The application of language models in chemistry (ChemLMs) has opened up new opportunities for the automatic analysis of substance properties, the generation of new compounds, and the prediction of reactions. For this purpose, the molecules, reaction equations, and other chemical information must be transformed into a textual format. Molecules can be represented in formats like SMILES strings, IUPAC names, and others. Cross-domain models are also trained on the task of molecule captioning to describe molecules in a natural language.
Several modern models, such as ChemBERTa or MolT5, are actively being developed based on this principle. These models demonstrate decent performance on the downstream chemical tasks. However, the question remains open whether modern language models have truly learned to understand the basic laws of chemistry or if they are merely memorizing molecule representations.
A team of NLP researchers from AIRI and Sber decided to address this question by creating AMORE — a new and flexible zero-shot framework that assesses the trustworthiness of ChemLMs. It is suitable for models trained solely on molecules for chemical tasks and on a combined corpus of natural language texts and string-based structures.
At the core of AMORE framework lies the similarity between the embedding representations of the molecule, its SMILES variation, and that of another molecule. The authors selected four augmentations: canonicalization, explicit addition of hydrogen atoms in the notation, kekulization, and cycle renumbering. All these modifications change the string representation but denote the same chemical substance. The researchers conducted experiments on two popular datasets: the ChEBI-20 dataset, which contains about 3,000 molecule-description pairs, and an isomeric molecules subset from the QM9 dataset. Descriptions of isomeric molecules were found by authors in the PubChem database.
The evaluation showed that existing ChemLMs are not robust even to simple augmentations of SMILES strings, and the quality of generated molecule descriptions significantly decreased on the augmented data. Furthermore it was found during the experiments that the AMORE score changes similarly to classical text generation metrics such as ROUGE and METEOR.

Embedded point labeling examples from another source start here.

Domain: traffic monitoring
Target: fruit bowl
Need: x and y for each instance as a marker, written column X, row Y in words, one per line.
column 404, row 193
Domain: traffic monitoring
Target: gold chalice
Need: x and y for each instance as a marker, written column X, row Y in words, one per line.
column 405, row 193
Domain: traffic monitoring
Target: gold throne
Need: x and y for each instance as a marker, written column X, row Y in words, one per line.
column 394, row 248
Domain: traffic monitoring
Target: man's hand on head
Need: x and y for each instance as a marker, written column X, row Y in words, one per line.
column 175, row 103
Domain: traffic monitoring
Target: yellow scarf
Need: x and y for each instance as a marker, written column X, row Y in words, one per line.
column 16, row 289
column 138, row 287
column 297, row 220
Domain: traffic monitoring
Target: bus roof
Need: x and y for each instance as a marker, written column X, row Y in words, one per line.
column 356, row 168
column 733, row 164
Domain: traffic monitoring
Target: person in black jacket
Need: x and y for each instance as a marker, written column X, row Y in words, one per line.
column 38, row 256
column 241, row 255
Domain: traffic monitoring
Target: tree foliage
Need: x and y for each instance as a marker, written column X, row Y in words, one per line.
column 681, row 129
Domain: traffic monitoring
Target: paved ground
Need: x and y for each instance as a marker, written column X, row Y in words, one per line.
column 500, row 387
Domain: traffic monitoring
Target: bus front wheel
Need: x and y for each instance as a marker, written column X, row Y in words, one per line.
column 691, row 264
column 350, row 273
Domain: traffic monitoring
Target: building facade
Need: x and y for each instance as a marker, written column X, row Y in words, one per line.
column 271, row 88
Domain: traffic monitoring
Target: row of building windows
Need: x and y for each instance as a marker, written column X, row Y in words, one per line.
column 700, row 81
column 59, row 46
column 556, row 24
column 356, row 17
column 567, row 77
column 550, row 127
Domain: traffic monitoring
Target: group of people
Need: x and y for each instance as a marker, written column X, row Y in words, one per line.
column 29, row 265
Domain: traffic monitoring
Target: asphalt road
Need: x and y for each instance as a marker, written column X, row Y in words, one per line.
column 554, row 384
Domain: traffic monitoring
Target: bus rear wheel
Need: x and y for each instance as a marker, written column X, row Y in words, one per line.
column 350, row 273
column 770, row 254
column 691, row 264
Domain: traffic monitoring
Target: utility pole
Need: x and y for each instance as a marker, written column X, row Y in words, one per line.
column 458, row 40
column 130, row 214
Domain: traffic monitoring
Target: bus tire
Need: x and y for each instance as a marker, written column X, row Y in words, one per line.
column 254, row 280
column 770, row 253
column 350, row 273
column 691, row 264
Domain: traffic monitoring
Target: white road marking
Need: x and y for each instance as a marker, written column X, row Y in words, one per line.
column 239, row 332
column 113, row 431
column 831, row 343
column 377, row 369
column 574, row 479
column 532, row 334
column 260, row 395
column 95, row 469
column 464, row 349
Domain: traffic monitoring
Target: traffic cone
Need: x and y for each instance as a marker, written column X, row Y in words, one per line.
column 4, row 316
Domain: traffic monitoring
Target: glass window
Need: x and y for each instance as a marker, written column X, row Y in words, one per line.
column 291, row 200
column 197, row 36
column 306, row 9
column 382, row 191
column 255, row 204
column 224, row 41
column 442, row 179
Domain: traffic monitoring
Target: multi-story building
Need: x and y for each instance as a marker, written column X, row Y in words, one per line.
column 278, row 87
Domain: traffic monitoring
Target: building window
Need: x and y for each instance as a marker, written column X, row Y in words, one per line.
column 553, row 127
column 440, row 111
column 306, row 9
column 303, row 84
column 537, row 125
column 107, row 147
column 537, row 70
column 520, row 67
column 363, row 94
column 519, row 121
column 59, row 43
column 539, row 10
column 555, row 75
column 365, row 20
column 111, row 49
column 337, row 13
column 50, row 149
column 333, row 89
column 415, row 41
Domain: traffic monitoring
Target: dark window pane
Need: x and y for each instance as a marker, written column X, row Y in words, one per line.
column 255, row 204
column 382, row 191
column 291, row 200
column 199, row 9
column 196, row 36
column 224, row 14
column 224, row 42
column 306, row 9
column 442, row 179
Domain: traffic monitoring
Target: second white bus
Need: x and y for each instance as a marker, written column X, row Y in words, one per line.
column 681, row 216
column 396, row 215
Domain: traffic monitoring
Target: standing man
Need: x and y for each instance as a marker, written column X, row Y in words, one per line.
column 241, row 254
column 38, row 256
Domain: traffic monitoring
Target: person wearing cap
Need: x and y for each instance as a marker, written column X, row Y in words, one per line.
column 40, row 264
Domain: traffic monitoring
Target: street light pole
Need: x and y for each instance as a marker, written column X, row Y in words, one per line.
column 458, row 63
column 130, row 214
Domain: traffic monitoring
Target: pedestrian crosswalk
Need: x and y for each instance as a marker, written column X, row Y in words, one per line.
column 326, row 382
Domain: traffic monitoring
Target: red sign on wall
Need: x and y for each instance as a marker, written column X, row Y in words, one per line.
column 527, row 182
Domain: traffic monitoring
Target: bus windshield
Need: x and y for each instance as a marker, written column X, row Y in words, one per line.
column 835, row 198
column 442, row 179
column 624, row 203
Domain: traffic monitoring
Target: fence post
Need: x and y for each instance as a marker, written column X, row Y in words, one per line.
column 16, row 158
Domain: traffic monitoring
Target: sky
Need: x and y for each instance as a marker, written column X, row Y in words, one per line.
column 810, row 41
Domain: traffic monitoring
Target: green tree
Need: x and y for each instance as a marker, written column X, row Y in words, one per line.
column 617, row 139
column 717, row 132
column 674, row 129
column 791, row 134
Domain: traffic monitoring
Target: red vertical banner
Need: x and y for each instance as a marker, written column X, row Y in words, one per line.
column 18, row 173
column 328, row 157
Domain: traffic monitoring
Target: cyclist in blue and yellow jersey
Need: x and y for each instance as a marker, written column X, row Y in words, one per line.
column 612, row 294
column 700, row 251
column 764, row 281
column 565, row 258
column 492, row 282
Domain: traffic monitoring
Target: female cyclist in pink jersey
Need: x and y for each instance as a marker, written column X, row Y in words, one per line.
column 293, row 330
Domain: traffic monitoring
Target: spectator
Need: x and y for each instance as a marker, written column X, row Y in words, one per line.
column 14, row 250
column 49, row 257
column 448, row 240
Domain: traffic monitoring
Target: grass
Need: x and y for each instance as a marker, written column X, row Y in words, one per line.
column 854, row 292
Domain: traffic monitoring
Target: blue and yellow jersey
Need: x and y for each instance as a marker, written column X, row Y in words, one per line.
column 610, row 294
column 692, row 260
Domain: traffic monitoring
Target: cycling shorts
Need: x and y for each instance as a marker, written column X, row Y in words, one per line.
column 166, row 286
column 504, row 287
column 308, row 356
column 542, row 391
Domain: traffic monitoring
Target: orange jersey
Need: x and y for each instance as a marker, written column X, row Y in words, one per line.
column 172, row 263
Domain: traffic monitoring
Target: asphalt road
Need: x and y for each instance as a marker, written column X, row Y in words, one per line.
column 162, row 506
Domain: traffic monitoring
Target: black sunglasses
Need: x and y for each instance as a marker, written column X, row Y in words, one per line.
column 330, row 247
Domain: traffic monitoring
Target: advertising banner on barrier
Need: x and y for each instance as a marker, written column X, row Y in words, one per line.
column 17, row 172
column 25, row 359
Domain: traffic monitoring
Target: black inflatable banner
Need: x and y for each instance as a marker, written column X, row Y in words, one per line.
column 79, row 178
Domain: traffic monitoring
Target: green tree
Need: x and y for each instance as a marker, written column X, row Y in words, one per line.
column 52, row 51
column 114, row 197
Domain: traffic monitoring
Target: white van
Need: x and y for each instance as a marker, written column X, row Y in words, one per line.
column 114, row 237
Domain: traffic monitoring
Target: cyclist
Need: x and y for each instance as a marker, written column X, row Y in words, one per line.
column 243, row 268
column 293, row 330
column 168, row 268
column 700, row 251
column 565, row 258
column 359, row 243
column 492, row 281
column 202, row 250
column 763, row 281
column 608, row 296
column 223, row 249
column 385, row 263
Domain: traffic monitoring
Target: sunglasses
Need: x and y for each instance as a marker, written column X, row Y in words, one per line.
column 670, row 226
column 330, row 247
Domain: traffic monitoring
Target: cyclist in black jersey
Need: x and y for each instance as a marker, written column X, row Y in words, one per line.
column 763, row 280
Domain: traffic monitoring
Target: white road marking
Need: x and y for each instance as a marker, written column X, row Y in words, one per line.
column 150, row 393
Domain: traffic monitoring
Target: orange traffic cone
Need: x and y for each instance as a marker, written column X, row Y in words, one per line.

The drop in accuracy of some models on the task of classifying molecules based on their ability to inhibit human β-secretase (BACE 1 task). The colors from left to right encode the original data and their augmentations: cycle renumbering, canonicalization, kekulization, and hydrogen addition.
The results of the researchers' work demonstrate that the existing ChemLMs have problems with distinguishing the same molecules in different representations. Thus, there is currently no satisfactory understanding of the laws of chemistry in modern chemical language models.
The article describing the method was published in the proceedings of the EMNLP 2024 conference, and the code is open and available on GitHub.